Searchable abstracts of presentations at key conferences in endocrinology
Endocrine Abstracts (2023) 91 P14 | DOI: 10.1530/endoabs.91.P14

SFEEU2023 Society for Endocrinology National Clinical Cases 2023 Poster Presentations (48 abstracts)

Hypercalcaemia and delusions of blood poisoning: a parathyroid adenoma refractory to ultrasound-guided ethanol ablation

Alessandro Conti , John Anderson & Emily Goodchild


Homerton University Hospital, London, United Kingdom


Case history: An 85-year-old man with primary hyperparathyroidism, resistant to cinacalcet, presented to hospital with paranoid delusions, weakness, constipation and thirst. His past medical history was of vitamin D deficiency and arthritis of the spine. Regular medications were lansoprazole, senna, and fluticasone nasal spray. He was a never-smoker and had no relevant family history. Neck examination was unremarkable.

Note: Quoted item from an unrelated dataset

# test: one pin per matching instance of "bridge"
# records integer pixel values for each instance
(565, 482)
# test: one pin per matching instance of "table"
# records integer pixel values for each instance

Investigations: Corrected serum calcium (cCa) was initially 4.54 mmol/l, parathyroid hormone (PTH) 104.5 pmol/l, phosphate 0.52 mmol/l, potassium 2.9 mmol/l. 24-hour urinary calcium was 10.1 mmol/dL and calcium:creatinine clearance ratio 2.24. Early morning cortisol was 957 nmol/l, thyroid and liver function were within reference ranges. Initial intravenous fluid therapy lowered cCa to 4.12 mmol/l. A Tc-99m Sestamibi scan identified an oxyphil-rich parathyroid adenoma related to the left upper lobe of the thyroid, later confirmed on ultrasound as a well-defined 17x8x14 mm oval parathyroid lesion with peripheral cystic change.

Results and treatment: : His frailty precluded parathyroidectomy. Management with intravenous fluids, pamidronate, cinacalcet, and denosumab failed to normalise cCa or PTH. Ultrasound-guided ethanol ablation of his parathyroid adenoma was performed. Under local anaesthetic and ultrasound-guidance, a 23-gauge needle was inserted into the parathyroid adenoma and 0.2mls 100% ethanol was injected into the lesion. The procedure was well tolerated with no immediate complications. PTH decreased from 104.5 pmol/l to 24.0 pmol/l and cCa decreased from 3.33 mmol/l to 2.94 mmol/l. The procedure was repeated twice, at 19 and 28 days. Although cCa briefly normalised to 2.49 mmol/l after the third ablation, it returned to a peak of 4.94 mmol/l, and the nadir of PTH was 24.0 pmol/l. The patient died as a result of poor oral intake and hypotension, two months after the first ablation.

Conclusions and points for discussion: Ultrasound-guided ethanol ablation of a parathyroid adenoma is an alternative to surgery in resistant hyperparathyroidism. Results elsewhere showed significant reduction in adenoma size, PTH, and cCa in a comparable patient population (Yazdani, Khalili, Siavash, et al., 2020). This technique carries a relatively small side effect profile and the resources required to perform it are available in district general hospitals. In this case, the procedure was technically successful and showed measurable biochemical improvement. It offered some hope to the patient and his carers, despite events revealing that the improvement was not sustained. The process may help others in this difficult position.